At the Institute of Smart Sensors, we therefore not only deal with conventional linear time varying modeling approaches but also perform extensive research on the modeling of nonlinear dynamical systems in the absence as well as in the presence of noise. To this end, we have access to industry standard computer algebra software such as Wolfram Mathematica and Mathworks MATLAB.
While compact, closed-form system models are desirable to gain an initial insight in to the sensor system, system nonidealities, parasitic effects as well as nonsymmetric geometries often make it impossible to find closed-form models for real-world sensor systems. In these cases, numerical simulations can on the one hand help to investigate the expected sensor performance. On the other hand, especially in view of ever increasing computational resources, numerical simulations including parametric sweeps and optimization routines can be used to gain insight into the sensor system and improve the system performance.

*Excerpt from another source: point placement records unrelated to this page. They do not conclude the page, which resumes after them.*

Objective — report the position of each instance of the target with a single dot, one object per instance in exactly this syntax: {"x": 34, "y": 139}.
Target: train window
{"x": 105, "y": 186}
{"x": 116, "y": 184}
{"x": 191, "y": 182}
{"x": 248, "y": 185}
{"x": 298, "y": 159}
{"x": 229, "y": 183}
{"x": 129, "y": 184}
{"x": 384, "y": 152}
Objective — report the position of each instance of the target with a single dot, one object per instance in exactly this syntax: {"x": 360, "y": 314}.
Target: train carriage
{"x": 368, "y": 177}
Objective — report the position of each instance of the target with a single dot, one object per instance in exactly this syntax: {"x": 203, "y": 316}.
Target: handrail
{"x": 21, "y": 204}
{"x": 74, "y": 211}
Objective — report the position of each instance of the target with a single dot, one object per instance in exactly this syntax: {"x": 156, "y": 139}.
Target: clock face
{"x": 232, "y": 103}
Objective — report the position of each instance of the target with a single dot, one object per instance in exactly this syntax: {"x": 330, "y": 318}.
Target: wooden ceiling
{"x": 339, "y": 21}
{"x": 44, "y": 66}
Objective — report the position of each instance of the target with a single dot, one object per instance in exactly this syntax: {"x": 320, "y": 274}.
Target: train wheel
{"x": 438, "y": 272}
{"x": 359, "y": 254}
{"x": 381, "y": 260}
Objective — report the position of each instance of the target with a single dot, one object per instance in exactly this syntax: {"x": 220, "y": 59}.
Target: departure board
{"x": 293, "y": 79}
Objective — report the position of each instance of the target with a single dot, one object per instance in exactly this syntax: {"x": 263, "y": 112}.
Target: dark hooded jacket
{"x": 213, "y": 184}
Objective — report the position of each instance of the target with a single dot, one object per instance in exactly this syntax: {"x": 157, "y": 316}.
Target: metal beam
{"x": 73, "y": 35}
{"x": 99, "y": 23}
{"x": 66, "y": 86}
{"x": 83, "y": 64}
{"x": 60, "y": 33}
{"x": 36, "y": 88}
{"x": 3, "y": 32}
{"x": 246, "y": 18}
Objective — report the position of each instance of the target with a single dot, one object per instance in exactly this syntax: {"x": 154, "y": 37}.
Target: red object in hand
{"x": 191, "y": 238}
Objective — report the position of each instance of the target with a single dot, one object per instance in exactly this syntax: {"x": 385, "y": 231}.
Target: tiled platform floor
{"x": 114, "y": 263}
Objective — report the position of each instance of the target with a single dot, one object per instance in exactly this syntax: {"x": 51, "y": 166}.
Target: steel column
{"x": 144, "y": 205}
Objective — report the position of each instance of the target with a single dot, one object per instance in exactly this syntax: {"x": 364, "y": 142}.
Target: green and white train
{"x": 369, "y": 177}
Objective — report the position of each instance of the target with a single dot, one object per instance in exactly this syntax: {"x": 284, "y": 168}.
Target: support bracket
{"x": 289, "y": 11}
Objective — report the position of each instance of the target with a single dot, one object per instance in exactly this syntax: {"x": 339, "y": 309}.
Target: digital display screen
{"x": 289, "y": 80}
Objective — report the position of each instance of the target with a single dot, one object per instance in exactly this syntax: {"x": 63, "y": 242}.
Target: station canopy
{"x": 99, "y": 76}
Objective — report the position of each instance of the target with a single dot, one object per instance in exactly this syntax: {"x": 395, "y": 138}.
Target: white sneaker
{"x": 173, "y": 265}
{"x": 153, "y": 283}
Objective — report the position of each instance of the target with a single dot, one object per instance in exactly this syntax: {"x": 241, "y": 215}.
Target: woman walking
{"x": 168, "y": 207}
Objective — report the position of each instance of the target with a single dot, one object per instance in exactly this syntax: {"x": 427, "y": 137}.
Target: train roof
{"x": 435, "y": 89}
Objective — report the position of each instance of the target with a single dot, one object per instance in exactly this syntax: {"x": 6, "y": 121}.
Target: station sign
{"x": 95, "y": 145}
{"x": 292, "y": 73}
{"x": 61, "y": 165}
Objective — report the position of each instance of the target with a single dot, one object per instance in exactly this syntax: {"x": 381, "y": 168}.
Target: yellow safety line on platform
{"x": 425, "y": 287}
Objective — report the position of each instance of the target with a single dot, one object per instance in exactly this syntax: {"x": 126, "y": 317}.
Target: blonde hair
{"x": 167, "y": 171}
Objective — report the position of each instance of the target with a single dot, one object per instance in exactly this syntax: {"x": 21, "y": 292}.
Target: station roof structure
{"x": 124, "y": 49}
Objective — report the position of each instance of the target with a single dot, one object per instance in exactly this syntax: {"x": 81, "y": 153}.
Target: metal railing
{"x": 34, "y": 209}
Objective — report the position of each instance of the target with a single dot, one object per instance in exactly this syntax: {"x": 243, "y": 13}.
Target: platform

At the Institute of Smart Sensors, we perform extensive numerical simulations on integrated circuits. To this end, we have access to state-of-the art software tools including the Cadence design suite and Keysight’s ADS and GoldenGate. Moreover, the Institute of Smart Sensors hosts the Department of Electrical Engineering’s competence center for multiphysics simulations. In this role, we not only teach multiphysics simulations using COMSOL Multiphysics to interested students but we also conduct research using a variety of industry standard software tools including COMSOL Multiphysics, CST Microwave Studio, Altair FEKO, MATLAB as well as custom FEM/BEM code.
While modeling and simulation are indispensable tools for designing a high-performance smart sensor system true evidence for an enhanced sensor performance or the proof-of-concept for an entirely new sensor system can only be produced by a prototype. Therefore, a large fraction of our research is devoted hardware realizations of smart sensor systems. Here, we frequently use the great potential of modern integrated circuit (IC) technologies to produce smart sensor systems with performances greatly exceeding the current state-of-the art. One of the specialties of our institute is the design of purely quantum or hybrid classical-quantum smart sensor system, where we try to push the limit of detection towards the quantum limit. Examples of such IC-based quantum smart sensors include our ESR-on-a-chip-based portable electron spin resonance (ESR) spectrometer and our NMR-on-chip technology.